Bu tartışmanın, alanda oluşacak bilgi birikimin niteliğini artırmak ve meslektaşlar arası olası işbirliklerini sağlamak adına bir katkı sunmasını hedefliyorum. Bu bağlamda araştırmamda cevabını arayacağım soru, ülkemizde işletmecilik tarihi araştırmalarının bilimsel bir disiplin olabilmesi önündeki fırsatların ve tehditlerin neler olduğudur. Bu soruya yanıt ararken, Austin ve arkadaşlarının (2017) çalışmasını çerçeve olarak kullanacağım. Yükselen pazarları odağa alan bu çalışma Türkiye özelinde değerlendirildiğinde, hangi araştırma alanları ve konularının evrensel bilgi birikimi ile entegre edilebileceği meselesine ışık tutmaktadır. Ancak bu değerlendirme yapılırken, analiz Barca’nın (2005) stratejik yönetimin bilimsel bir disiplin oluşturma hikayesini anlattığı çalışmasındaki epistemik cemaatin niteliklerine dair kullandığı temalar göz önünde bulundurularak detaylandırılacaktır.

Böylece, işletmecilik tarihi alanındaki bilim cemaatinin ve ekollerin durumları, alana yön veren araştırma soruları ve değerler setinin ne olduğu, egemen bir bilim yapma anlayışının var olup olmadığı soruları irdelenerek alanın dünyadaki mevcut durumu incelenecek ve Türkiye’deki gelişimi için fırsat ve tehditlerin neler olduğu bu göstergeler üzerinden ele alınacaktır.

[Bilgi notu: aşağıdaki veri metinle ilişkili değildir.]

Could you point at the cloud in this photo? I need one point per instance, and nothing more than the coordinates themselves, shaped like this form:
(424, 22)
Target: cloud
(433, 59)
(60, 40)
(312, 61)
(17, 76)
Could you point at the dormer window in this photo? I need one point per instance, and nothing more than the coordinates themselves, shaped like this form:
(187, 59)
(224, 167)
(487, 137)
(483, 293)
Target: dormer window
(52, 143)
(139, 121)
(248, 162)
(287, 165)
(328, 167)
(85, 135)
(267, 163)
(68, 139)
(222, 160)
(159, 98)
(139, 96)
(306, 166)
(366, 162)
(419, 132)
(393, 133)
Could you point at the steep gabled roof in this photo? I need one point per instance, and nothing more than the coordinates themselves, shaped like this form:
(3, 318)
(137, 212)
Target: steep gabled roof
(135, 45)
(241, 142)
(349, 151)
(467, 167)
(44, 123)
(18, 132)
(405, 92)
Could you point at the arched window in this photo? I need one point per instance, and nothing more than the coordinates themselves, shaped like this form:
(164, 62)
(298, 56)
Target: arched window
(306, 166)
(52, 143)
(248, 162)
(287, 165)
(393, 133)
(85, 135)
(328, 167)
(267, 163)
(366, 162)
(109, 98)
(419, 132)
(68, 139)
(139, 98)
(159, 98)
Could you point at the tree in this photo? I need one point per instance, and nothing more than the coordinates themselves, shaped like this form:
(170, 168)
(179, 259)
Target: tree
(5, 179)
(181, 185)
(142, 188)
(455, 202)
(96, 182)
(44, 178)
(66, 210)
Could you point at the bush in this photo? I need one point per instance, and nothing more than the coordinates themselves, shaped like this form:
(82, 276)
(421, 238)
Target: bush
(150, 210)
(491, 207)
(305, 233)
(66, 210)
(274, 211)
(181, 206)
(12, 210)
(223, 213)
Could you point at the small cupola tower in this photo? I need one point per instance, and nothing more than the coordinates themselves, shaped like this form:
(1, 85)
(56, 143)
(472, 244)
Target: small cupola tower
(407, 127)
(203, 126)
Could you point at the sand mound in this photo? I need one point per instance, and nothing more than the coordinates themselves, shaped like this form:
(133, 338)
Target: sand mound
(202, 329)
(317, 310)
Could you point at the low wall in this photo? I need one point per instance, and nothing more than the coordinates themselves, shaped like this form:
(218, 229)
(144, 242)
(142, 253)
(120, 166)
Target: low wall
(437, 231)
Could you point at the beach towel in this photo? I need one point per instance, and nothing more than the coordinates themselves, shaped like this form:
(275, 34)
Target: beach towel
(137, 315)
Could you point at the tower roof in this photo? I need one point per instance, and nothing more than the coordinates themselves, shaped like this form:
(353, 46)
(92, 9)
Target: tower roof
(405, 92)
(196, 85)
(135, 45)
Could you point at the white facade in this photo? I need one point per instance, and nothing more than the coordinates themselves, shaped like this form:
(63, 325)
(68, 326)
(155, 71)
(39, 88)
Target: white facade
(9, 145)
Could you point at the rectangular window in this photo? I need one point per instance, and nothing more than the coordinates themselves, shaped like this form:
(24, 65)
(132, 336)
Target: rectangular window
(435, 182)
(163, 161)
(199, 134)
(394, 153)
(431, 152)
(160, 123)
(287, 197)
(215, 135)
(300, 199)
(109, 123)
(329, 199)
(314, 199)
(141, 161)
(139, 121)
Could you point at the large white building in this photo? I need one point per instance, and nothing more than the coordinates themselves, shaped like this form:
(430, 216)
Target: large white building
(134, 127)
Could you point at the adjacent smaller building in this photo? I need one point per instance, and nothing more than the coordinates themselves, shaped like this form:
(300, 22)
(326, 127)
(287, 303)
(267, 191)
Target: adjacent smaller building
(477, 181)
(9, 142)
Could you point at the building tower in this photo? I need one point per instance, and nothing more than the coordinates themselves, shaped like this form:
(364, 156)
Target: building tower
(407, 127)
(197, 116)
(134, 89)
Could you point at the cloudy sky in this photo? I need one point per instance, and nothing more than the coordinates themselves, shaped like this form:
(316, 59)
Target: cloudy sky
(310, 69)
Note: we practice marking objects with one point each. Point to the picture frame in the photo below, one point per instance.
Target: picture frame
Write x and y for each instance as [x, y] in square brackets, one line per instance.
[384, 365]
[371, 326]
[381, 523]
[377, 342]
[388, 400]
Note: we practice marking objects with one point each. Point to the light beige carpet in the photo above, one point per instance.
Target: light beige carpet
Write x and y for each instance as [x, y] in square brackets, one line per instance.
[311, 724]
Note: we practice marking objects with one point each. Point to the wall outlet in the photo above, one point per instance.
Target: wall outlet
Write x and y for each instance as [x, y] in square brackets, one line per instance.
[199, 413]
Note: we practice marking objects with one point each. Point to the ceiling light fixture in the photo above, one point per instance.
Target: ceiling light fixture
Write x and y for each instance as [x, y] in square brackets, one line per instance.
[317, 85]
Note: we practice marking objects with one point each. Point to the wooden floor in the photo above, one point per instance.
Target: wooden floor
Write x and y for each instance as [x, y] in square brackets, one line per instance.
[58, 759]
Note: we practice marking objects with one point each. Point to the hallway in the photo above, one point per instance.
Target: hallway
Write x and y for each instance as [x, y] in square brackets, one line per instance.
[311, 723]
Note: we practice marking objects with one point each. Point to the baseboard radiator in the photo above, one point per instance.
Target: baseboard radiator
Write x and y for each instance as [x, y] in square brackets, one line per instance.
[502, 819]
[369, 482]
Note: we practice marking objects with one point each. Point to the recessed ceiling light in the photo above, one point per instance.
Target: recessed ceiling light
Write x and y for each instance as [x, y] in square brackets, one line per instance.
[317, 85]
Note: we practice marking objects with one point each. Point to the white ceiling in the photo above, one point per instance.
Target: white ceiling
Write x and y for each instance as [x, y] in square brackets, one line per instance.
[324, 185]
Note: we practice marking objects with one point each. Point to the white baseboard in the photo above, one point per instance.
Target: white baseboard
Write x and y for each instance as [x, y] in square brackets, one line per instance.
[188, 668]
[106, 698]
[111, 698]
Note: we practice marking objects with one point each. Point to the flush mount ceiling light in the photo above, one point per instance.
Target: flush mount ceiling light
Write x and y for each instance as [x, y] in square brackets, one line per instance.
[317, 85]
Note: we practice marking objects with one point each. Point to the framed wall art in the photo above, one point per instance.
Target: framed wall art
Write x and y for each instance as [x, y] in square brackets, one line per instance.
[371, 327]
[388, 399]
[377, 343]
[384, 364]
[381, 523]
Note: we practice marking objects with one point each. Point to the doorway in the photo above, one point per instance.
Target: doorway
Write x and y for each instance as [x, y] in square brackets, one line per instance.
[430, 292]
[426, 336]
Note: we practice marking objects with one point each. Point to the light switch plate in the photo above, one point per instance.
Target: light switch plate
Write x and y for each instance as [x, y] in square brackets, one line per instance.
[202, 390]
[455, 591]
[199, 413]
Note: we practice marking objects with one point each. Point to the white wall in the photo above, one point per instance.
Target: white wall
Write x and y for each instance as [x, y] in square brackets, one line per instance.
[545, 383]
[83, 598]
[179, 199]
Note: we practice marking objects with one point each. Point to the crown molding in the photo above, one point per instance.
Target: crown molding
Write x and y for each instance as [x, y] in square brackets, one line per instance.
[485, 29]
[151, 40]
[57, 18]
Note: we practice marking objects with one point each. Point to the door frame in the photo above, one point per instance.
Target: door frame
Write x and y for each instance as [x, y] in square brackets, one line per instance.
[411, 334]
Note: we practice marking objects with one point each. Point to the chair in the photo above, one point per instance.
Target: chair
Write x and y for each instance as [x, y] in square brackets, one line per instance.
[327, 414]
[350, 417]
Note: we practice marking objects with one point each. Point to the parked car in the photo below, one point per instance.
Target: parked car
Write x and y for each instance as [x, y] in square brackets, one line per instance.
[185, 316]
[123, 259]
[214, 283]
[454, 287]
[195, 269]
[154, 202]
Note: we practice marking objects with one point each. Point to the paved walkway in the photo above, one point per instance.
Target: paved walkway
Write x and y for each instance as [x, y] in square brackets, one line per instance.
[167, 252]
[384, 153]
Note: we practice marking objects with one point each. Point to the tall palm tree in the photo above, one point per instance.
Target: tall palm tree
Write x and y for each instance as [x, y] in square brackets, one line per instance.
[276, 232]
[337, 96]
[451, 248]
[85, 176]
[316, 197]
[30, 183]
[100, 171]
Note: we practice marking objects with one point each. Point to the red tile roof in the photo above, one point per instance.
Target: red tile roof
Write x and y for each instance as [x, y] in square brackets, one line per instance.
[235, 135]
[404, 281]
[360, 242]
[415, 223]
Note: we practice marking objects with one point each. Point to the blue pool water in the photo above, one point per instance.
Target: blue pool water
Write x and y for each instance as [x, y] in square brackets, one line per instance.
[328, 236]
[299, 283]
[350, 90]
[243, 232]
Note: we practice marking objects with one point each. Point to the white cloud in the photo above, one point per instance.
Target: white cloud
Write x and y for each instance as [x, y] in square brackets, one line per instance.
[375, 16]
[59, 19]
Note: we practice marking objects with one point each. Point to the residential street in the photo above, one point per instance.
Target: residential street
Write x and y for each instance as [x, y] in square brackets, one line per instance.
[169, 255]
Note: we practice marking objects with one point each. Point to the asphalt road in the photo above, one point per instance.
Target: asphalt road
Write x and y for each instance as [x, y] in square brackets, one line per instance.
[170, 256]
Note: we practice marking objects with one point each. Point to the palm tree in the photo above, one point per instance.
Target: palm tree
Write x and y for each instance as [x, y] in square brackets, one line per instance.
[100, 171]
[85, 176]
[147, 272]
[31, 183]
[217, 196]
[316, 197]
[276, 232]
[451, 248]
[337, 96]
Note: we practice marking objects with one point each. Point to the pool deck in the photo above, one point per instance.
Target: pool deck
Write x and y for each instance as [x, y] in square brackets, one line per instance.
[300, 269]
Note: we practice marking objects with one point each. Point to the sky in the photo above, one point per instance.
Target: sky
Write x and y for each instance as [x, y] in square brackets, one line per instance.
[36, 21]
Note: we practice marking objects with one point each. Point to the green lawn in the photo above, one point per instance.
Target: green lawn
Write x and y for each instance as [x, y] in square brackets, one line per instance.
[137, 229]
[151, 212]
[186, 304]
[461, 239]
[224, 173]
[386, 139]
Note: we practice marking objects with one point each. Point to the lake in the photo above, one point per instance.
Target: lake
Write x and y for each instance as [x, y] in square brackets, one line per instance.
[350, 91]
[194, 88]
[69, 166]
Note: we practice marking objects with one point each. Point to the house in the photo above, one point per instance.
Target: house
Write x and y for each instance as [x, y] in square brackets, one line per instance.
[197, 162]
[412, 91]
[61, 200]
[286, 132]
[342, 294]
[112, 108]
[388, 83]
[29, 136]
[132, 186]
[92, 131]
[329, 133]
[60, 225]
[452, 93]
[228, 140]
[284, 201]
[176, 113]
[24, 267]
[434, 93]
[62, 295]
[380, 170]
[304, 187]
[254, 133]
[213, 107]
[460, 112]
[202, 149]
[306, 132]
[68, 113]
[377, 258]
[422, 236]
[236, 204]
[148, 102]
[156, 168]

Anahtar Kelimeler: İşletmecilik Tarihi, Bilimsel Disiplin, Fırsat ve Tehditler

 Giriş 

Yönetim ve organizasyon araştırmaları içinde işletmecilik tarihi yazınının geçen dönemlere kıyasla bir gelişim trendi içinde olduğunu Kipping ve Üsdiken (2014) dile getirmektedir. Ülkemizde bu gelişimin izdüşümlerini takip etmek mümkündür. 2015 yılında Muğla Sıtkı Koçman Üniversitesi’nin ev sahipliği yaptığı 23. Ulusal Yönetim ve Organizasyon Kongresinden bu yana İşletmecilik Tarihi alanının sistematik olarak kongrelerde yerini almasıyla birlikte, son yıllarda alana olan ilgide bir artış görülmektedir. İlki 2014 yılında, Yalova Üniversitesi’nin ev sahipliğinde düzenlenen ve üç defa gerçekleşen İşletmecilik Tarihi Çalıştayı, İstanbul Üniversitesi İşletme Fakültesi Dergisinde yayınlanan İşletmecilik Tarihi özel sayısı (http://dergipark.gov.tr/iuisletme/issue/30531) ve 2018 yılı Nisan ayında düzenlenecek olan İşletme ve Yönetim Tarihi Konferansı, bu ilginin yansımalarını gösteren bazı girişimlerdir.

2007 yılında Dünya İşletmecilik Tarihi kitabının (Amatori ve Jones, 2003) çevirisinin yayımlanması ile başlayan süreçte artan akademik yayınlar, doktora çalışmalarında işletmecilik tarihini merkeze alan araştırmaların yapılması (örn.; Aytemur,2007; Dil,2013; Demir,2016), İşletmecilik Tarihi derslerinin lisans ve lisansüstü seviyede açılması (örn.; Sakarya Üniversitesi İşletme Fakültesi) alandaki bilgi birikimin oluşmasının öncülleri olarak değerlendirilebilir. Bunun yanı sıra 2013 yılı itibariyle aktif olarak çalışmaya başlayan Yüzyıllık Markalar Derneği (http://www.yuzyillikmarkalar.org/TR/Default.aspx) gibi platformların da kurulması sadece akademide değil, sivil toplumda da işletmecilik tarihi alanına dair bir farkındalığın geliştiğini göstermektedir. Kurt (2016), İşletmecilik Tarihi özel sayısı için kaleme aldığı tanıtım metninde, dünya genelinde alana olan ilgiyi indekslerdeki taramalar sonucu elde ettiği istatistiklerle de göz önüne sermektedir. Buna göre sadece 2010-2016 yılları arasında yayınlanan makale sayısı, 1950-1979 yıllarında yayınlananlardan 1.16 kat daha fazladır.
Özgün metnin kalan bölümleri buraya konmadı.